Curbing the Nature Deficit
Updated: Apr 27, 2020
Won't even pretend: I'm not a fan of snow or cold. Never have been, even as a kid in Southern Michigan when some of the best sledding hills in all the land were right behind my house.
Sure, I'd go out and have a good time, but still pined for a cup of hot chocolate and a good book while curled up on the hearth of the big stone fireplace in our family's farmhouse. As a winter-born baby, you'd think it would be just the opposite--that frolicking in frigid temps would seem like my natural habitat. But each February, I fly as far south as I can to change my attitude and latitude, even for a few days. (In fact, through the magic of the interwebs and scheduled posting, I'm actually on a cruise right now to Honduras and Belize. Ahhhhhhh....) After living in the South and the Deep South for a lot of my adult life, I learned when I moved back to the Midwest that winter isn't my jam. At all.

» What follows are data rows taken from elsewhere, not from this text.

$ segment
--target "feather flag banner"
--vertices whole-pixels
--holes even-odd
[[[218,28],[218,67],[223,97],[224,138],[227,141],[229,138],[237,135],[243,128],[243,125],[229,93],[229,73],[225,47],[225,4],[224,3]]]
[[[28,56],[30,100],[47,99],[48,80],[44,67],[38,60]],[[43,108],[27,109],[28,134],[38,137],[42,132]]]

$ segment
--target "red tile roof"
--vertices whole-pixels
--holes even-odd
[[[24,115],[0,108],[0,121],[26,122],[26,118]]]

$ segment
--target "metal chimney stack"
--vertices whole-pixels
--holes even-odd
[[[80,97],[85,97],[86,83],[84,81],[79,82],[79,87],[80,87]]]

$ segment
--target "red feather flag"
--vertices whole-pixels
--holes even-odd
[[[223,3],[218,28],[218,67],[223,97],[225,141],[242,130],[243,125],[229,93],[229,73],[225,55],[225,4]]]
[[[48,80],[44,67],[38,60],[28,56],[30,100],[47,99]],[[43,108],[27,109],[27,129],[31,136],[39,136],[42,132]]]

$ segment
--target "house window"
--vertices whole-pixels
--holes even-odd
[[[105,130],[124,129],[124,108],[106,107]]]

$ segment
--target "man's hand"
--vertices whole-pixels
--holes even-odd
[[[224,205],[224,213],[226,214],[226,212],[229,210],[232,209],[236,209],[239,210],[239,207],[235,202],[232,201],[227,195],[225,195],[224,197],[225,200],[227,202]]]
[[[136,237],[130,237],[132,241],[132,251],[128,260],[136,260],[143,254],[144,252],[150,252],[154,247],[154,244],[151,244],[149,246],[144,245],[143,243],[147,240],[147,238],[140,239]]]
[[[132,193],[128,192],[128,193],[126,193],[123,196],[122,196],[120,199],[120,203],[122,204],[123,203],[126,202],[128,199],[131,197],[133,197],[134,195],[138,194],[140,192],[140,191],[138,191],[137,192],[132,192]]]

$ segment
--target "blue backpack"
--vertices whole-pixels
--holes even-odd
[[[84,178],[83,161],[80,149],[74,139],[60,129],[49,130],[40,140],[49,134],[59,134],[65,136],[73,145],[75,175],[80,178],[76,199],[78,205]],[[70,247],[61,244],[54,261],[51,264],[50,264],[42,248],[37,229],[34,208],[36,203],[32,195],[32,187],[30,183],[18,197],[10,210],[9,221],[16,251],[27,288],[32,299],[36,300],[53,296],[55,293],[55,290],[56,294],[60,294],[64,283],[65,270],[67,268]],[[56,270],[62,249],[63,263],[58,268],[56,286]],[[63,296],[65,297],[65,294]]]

Sure, that first sparkling snow that quiets the earth is magical. And then it's just gray, brown, sleet, and ice that sucks color from the sky and keeps me from wearing sandals.
Nevertheless, even during Mother Nature's cold slap to Iowa each December through April, I try to get outside each day for a few minutes--and not just walking to and from my car. This is because modern society is suffering from a nature deficit--so much so, it actually has become a disorder. We simply don't spend enough time in the natural world like we used to.
And we need to. Not going outside decreases vitamin D (which is hard enough to supplement in winter anyway), and increases attention problems and desensitization. Being cooped up inside all the time also promotes exposure to airborne pollutants, which means we're more likely to catch the latest virus going around. The good news is researchers say as little as five minutes outside each day provides positive benefits, including:
1) Enhanced calm--which we all love 2) Improved focus--and less "screen neck" and eye strain! 3) Reduced pain--the attraction to natural environments helps ease our nervous systems 4) Decreased depression--being outdoors heightens activity in the prefrontal cortex, which helps stimulate more positive thoughts 5) Heightened sense of wonder--forming a connection with the greater natural world is awe-inspiring
There are other benefits, too. One of the ways I make myself go outside for a few minutes each day--no matter how icky it seems--is to fill bird feeders and water baths. I like watching the little creatures and it adds to my happiness to provide for them. If you're not a winter person either, think about what you can do for a bit that helps you step away from the screen and see, feel, and sense the natural world. Walk the dog a little longer. Pick up sticks in the driveway. Look at the changes of backyard plants in their dormancy. Even bundle up for a nice hike or sledding event!